Schlupflöcher schließen.

Die Öffnung für „sonstige Betriebsgebäude“ öffnet die Gewerbegebiete auch für große Betriebe, ja sogar Industriebetriebe. „Es ergibt sich insgesamt für das Umweltbelastungsniveau von Gewerbegebieten eine Verschlechterung. Es ist nicht akzeptabel, dass künftig in Gewerbegebieten unter ‚Sonstige Betriebsgebäude und Lagerstätten‘ örtlich unzumutbare Umweltbelastungen stattfinden dürfen“, weist Voglauer auf Schlupflöcher hin.

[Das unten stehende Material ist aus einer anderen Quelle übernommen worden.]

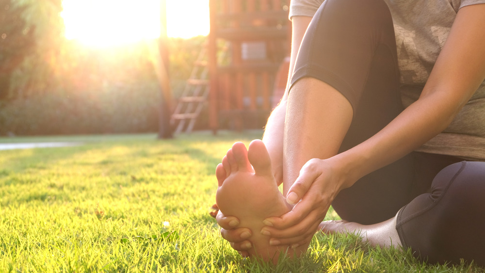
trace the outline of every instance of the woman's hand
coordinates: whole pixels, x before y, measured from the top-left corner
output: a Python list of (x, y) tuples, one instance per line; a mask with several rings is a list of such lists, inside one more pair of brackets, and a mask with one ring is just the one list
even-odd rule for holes
[(332, 161), (313, 159), (302, 168), (287, 195), (289, 203), (296, 203), (293, 209), (263, 222), (266, 226), (261, 233), (271, 236), (271, 244), (295, 248), (309, 244), (343, 185), (340, 172)]
[(238, 227), (239, 220), (233, 216), (226, 216), (220, 210), (216, 216), (217, 224), (221, 226), (221, 235), (227, 240), (231, 247), (238, 251), (243, 257), (249, 256), (247, 250), (252, 247), (251, 242), (246, 239), (251, 237), (251, 230), (245, 227)]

Die Bestimmung, dass Einkaufszentren in Orts- und Stadtkernen errichtet werden dürfen, ist eine deutliche Kehrtwende gegenüber dem Trend der letzten Jahre, in denen Einkaufszentren vor allem an den Orts-und Standrändern errichtet worden sind. „Es stellt sich aber die Frage, ob die hier definierten Kriterien zur Ausweisung von Orts- und Stadtkernen ausreichen, um die Verbauung wertvoller landwirtschaftlicher Flächen im Umkreis der Städte hintanzuhalten. Hier könnte es zu einem wirtschaftlich ungesunden und raumplanerisch ungewünschten Wettbewerb von Handelsketten um neue Standorte in den Zentren kommen – eine Bremse oder ein Regulativ wäre von nöten. Kärnten hat eine Verkaufsfläche im Einzelhandel von 1,99 m² pro Person - das ist die Spitze aller Bundesländer“, ruft Voglauer in Erinnerung.

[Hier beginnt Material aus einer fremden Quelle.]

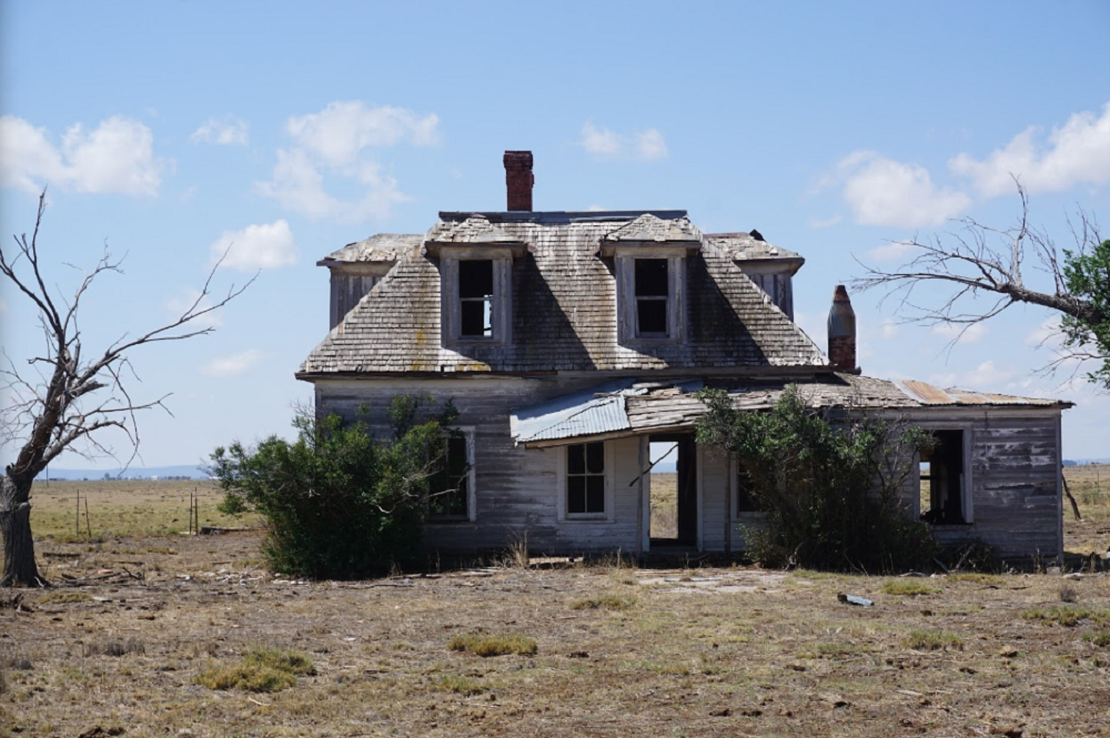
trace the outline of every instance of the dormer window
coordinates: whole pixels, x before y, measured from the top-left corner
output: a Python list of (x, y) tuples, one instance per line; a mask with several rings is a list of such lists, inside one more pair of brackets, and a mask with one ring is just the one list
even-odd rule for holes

Vollkommen versagt habe das Raumordnungsgesetz bei der Einbeziehung nachhaltiger Mobilität: „Sanfte Mobilität ist in diesem Gesetz genausowenig mitgedacht wie der öffentliche Nahverkehr. In Zeiten des Klimawandels ist das wirklich traurig. Somit ist es ein Raumordnungsgesetz, das vielleicht 1995 den Nerv der Zeit getroffen hätte, 2021 scheint es aus der Zeit gefallen“, so Voglauer abschließend.